I've got 2 types of file, in general they are the same, but the key struct is a little different - field names.

Type 1

root
|-- pk: strucnt (nullable = true)
    |-- term_id: string (nullale = true)

Type 2

root
|-- pk: strucnt (nullable = true)
    |-- id: string (nullale = true)

I'm reading Avro using spark-avro. And then map this DF to bean like this

Dataset<SomeClass> df = avroDF.as(Encoders.bean(SomeClass.class));

SomeClass is a simple one-field class with getter and setter.

public class SomeClass{
    private String term_id;
    ...
}

So if I'm reading Avro type 1 - it's OK. But if I'm reading Avro type 2 - the error occures. And vice versa if I'm changing the field name to private String id;

Is there any universal solution for my problem? I found @AvroName, but it doesn't allow to set several names. Thanks.


Solution

  • The possible solution is

    StructType avroExtendedSchema = avroDF.schema().add("id",DataTypes.StringType);
    avroDF.map(row->RowFactory(row.getStruct(0),row.getStruct(0).getString(0)), 
           RowEncoder.apply(avroExtendedSchema)).toDF();
    

    So the second field of DF will be named "id" and contain the string key.
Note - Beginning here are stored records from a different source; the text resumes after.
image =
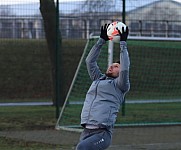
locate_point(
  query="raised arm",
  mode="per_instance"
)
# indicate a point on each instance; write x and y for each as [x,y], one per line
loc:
[123,79]
[91,60]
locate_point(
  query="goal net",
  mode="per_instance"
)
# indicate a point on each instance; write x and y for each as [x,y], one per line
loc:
[155,76]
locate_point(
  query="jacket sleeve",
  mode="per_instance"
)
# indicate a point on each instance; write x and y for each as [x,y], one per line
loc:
[123,79]
[91,60]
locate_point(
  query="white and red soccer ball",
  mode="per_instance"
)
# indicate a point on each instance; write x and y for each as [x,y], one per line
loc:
[112,31]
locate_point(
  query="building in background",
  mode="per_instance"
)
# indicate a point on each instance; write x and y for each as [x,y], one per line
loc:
[157,19]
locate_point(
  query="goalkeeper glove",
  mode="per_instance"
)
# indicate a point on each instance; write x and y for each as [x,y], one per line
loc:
[104,32]
[124,34]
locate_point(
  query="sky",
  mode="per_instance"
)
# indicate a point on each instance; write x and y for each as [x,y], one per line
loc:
[6,2]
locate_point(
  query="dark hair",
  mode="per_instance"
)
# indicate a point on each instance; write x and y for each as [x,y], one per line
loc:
[118,61]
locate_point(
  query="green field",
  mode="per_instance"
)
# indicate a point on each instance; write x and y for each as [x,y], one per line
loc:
[26,71]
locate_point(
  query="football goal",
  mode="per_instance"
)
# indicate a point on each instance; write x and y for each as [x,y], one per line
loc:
[155,77]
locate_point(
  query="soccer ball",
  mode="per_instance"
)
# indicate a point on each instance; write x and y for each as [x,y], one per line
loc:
[112,31]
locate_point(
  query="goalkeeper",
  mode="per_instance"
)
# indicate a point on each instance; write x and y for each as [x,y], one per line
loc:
[104,96]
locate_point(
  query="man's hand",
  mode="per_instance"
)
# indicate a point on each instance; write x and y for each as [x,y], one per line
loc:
[104,32]
[124,34]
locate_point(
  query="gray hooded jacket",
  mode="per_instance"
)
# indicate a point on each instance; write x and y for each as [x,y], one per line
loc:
[105,95]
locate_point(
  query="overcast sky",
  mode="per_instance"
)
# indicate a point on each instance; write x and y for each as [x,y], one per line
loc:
[5,2]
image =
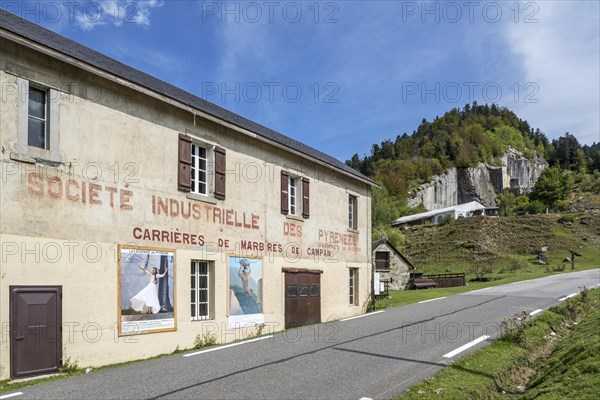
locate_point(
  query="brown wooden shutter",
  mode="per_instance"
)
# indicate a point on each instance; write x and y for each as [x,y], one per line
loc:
[305,198]
[220,167]
[184,174]
[285,205]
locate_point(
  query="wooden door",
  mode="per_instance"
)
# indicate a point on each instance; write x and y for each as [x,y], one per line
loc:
[36,325]
[302,299]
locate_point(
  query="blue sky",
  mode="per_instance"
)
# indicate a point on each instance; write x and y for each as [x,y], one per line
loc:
[342,75]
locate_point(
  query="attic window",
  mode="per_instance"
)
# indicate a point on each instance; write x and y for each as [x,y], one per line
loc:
[382,260]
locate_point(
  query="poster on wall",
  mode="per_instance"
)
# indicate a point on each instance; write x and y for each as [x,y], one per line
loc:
[146,290]
[245,291]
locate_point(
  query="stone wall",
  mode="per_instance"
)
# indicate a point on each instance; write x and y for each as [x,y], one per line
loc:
[399,270]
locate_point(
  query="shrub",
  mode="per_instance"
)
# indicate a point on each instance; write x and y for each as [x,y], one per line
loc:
[205,340]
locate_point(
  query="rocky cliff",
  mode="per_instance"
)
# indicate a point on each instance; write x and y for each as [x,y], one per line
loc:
[481,183]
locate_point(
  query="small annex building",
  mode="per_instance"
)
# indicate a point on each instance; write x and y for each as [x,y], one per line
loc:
[435,217]
[391,264]
[137,217]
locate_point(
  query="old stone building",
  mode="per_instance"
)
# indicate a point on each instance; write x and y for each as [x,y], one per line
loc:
[137,216]
[391,265]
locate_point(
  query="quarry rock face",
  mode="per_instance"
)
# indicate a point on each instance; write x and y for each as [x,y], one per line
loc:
[481,183]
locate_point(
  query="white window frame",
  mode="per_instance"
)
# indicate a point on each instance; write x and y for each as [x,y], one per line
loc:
[195,290]
[353,286]
[23,151]
[352,212]
[295,195]
[44,119]
[209,170]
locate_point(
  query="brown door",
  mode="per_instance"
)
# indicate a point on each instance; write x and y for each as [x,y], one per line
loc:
[35,335]
[302,298]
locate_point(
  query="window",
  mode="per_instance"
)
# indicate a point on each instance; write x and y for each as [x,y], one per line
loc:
[37,118]
[352,209]
[295,195]
[353,286]
[382,260]
[194,175]
[294,191]
[38,121]
[199,175]
[200,290]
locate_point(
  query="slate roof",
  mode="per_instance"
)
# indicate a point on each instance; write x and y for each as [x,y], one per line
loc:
[54,41]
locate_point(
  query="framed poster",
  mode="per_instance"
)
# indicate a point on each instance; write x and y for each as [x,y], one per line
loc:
[245,291]
[146,290]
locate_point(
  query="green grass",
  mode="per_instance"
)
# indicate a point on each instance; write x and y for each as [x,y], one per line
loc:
[503,369]
[402,297]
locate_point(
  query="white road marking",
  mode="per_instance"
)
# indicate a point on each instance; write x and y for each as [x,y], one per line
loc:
[479,290]
[465,347]
[227,346]
[360,316]
[427,301]
[6,396]
[568,297]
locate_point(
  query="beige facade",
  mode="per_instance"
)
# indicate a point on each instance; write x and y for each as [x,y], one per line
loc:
[110,179]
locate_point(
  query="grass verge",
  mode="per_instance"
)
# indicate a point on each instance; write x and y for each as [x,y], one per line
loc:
[402,297]
[553,356]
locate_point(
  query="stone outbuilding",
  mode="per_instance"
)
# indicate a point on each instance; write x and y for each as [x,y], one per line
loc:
[391,264]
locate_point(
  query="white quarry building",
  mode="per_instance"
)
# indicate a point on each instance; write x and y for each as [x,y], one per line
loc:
[436,216]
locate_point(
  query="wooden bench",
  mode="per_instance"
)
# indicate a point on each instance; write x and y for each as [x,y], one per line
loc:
[424,283]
First "pk" struct can be dropped in the future.

    avroDF.drop("pk");
    

    PS I found the third type of schema:

    root
    |-- pk: strucnt (nullable = true)
        |-- id: int(nullale = true)
    

    So the final code is like:

    DataType keyType = avroDF.select("pk.*").schema().fields[0].dataType();
    StructType avroExtendedSchema = avroDF.schema().add("id",keyType);
    avroDF.map(row->RowFactory(row.getStruct(0),row.getStruct(0).get(0)), 
           RowEncoder.apply(avroExtendedSchema)).drop("pk").toDF();
    

    This code suites for any primitive\String key.